‘Infertility, no longer a female-centric issue’

Dr Nameeta Mokashi Bhalerao, a Fertility Consultant, Nova IVI Fertility, Pune, shares her insights about infertility, how it is triggered and how to diagnose it

All you need to know about female sexual disorders

Infertility is a condition where a couple is unable to conceive naturally despite having unprotected sex for a year. For a long time infertility has been perceived as a female-centric issue.

However, of the infertility cases reported, 37% is related to the man, 38% to the woman, and the remaining 25% to unknown causes. Infertility often brings in one of the most distressing life phases amongst couples who are trying to have children.

The multitude of medical decisions and the uncertainties that infertility brings can create great physical and emotional upheaval in the lives of many.

Reproductive health is exquisitely sensitive to the characteristics of an individual’s environment – physical, biological, behavioural, cultural, and socioeconomic factors.

It is strong enough to make and bear life, and yet delicate for it to get impacted. Today, reproductive toxicity – a hazard associated with chemical substances, which interfere with normal reproduction, has become a contributor to impacting fertility health in most couples.

Present day mundane lifestyle habits have led to the creation of a toxic environment, which is difficult to avoid.

Reproductive toxicity is often triggered by:

Exposure to severe heat

In men, the use of tight undergarments increases scrotal temperature, which can lead to decreased sperm production. While driving, being seated for long hours also exposes the scrotum to excess heat from the vehicle.

Radiation from use of cell phones

Cell phones have become a part of our lives today. Phones emit Electro-Magnetic Waves that can be absorbed by the human body, influence the reproductive system, of men especially, which may interfere with sperm concentration, motility, and volume. Carrying cell phones in pant pockets interrupts the ability of a man’s testicles to produce testosterone.

Excessive smoking, alcohol consumption

The toxins present in tobacco smoke tend to damage the DNA in the sperm and eggs. Passive smoking is almost as damaging as smoking, and women who are exposed to second-hand smoke take longer to conceive than women who are not. Consumption of excessive alcohol lowers testosterone levels and the quality and quantity of sperms. It can also reduce libido and cause impotence.

Weight-related lifestyle factors

“Obesity negatively impacts ovulation and sperm production. While in women, it can cause the overproduction of insulin, which may lead to irregular ovulation and PCOS (Poly-Cystic Ovarian Syndrome); for men, it affects stimulation of the testicles that inhibit sperm production. Excess fat causes the male hormone, testosterone, to convert into estrogen, and then it decreases testicle stimulation. On the other hand, underweight men tend to have lower sperm concentrations than those who are at a normal BMI. For women, being underweight and having low amounts of body fat are associated with ovarian dysfunction,” added Dr Nameeta.
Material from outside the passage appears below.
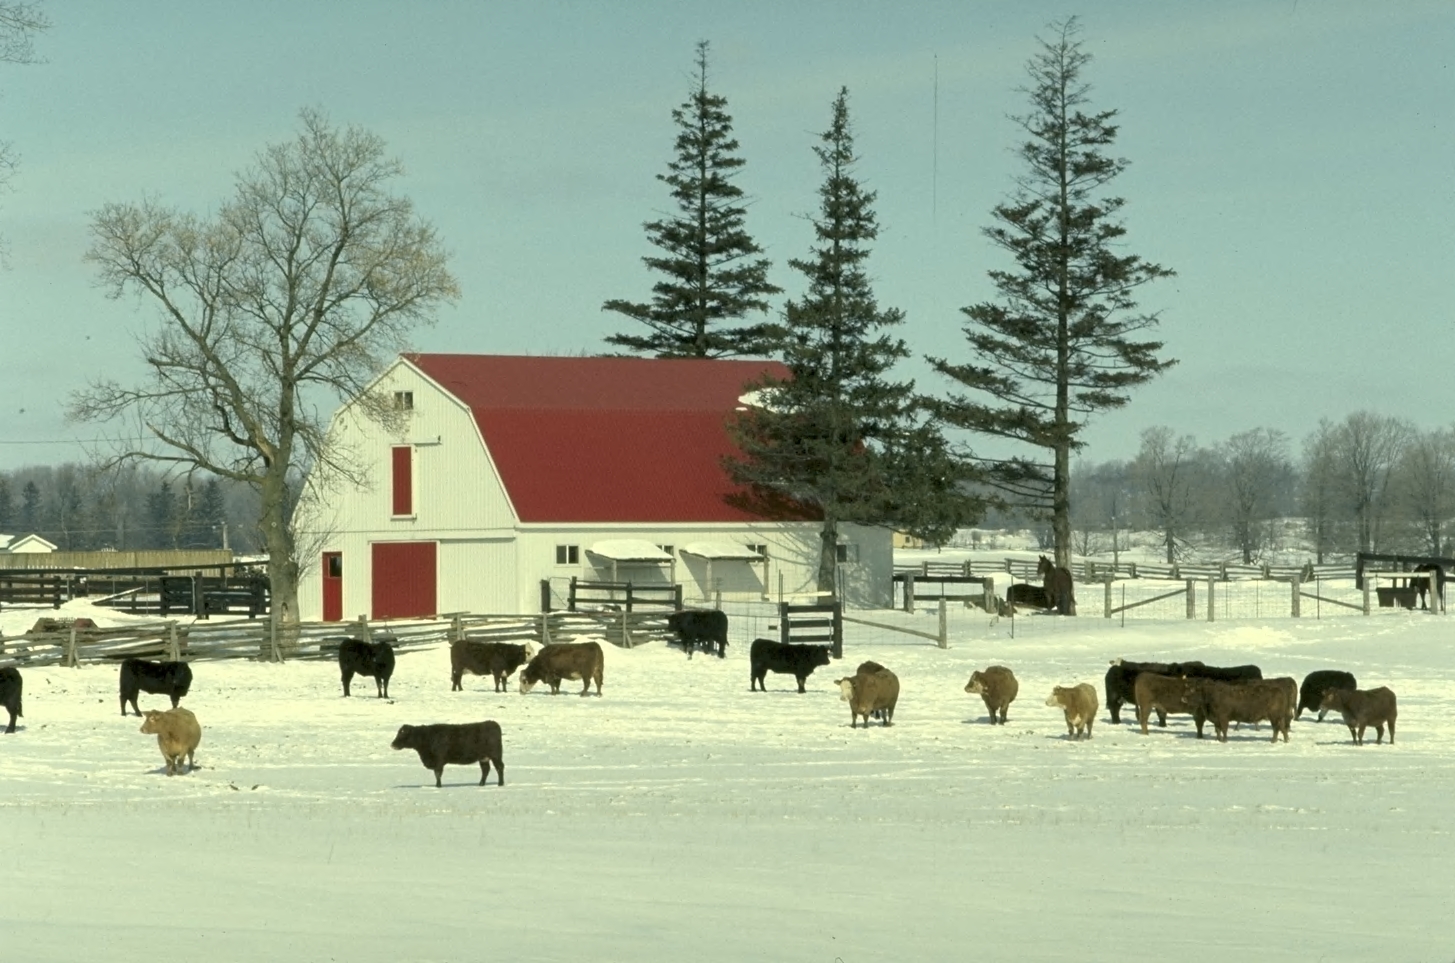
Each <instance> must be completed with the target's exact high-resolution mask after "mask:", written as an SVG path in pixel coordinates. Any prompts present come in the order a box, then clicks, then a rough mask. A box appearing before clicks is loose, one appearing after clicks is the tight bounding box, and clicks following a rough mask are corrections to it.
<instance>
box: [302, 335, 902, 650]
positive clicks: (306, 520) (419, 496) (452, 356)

Pollution and environmental toxins

In men, air pollution can reduce sperm production and concentration apart from affecting the quality of sperms, causing damage to DNA, and increasing the risk of testicular cancer.

In women, air pollutants can cause hormonal imbalance, of estrogen in particular, and affect ovulation. It, in turn, reduces the conception rates and also increases the risk of miscarriages leading to reduced live birth rates.

Plastics contain chemical phthalates which decrease fertility rate, alter sperm DNA, and reduce testosterone levels. These toxins induce sperm DNA damage or cause sperm genetic changes. Higher levels of phthalates are associated with the disruption in menstruation, ovulation dysfunction, and increased risk of endometriosis and poor sperm quality.

How is infertility diagnosed in patients?

During any fertility check-up, it is mandatory to investigate both partners. The fertility assessment in men usually starts with a thorough medical history and a semen analysis which examines the count, motility, and morphology of the sperm in the ejaculation.

Based on the results of the analysis further testing is done. Men with low sperm counts, for example, might require hormonal or genetic testing.

A testicular biopsy may be necessary if no sperm is present in the ejaculate. Hormone profile, DNA fragmentation, and scrotal scan with Doppler are done if abnormalities are found. Semen analysis is repeated after three months if the patient has been put on treatment.

Fertility tests for women often begin with a discussion on the patient’s medical history to check for ovulation or menstrual cycle issues.

It is followed by a blood test to examine the hormone levels and ovarian reserve.

Based on this, a pelvic examination is done to check for abnormalities such as fibroids or endometriosis. Minimally invasive procedures, such as ultrasound imaging (sonogram), and surgery may, at times, be conducted to check for structural causes of infertility.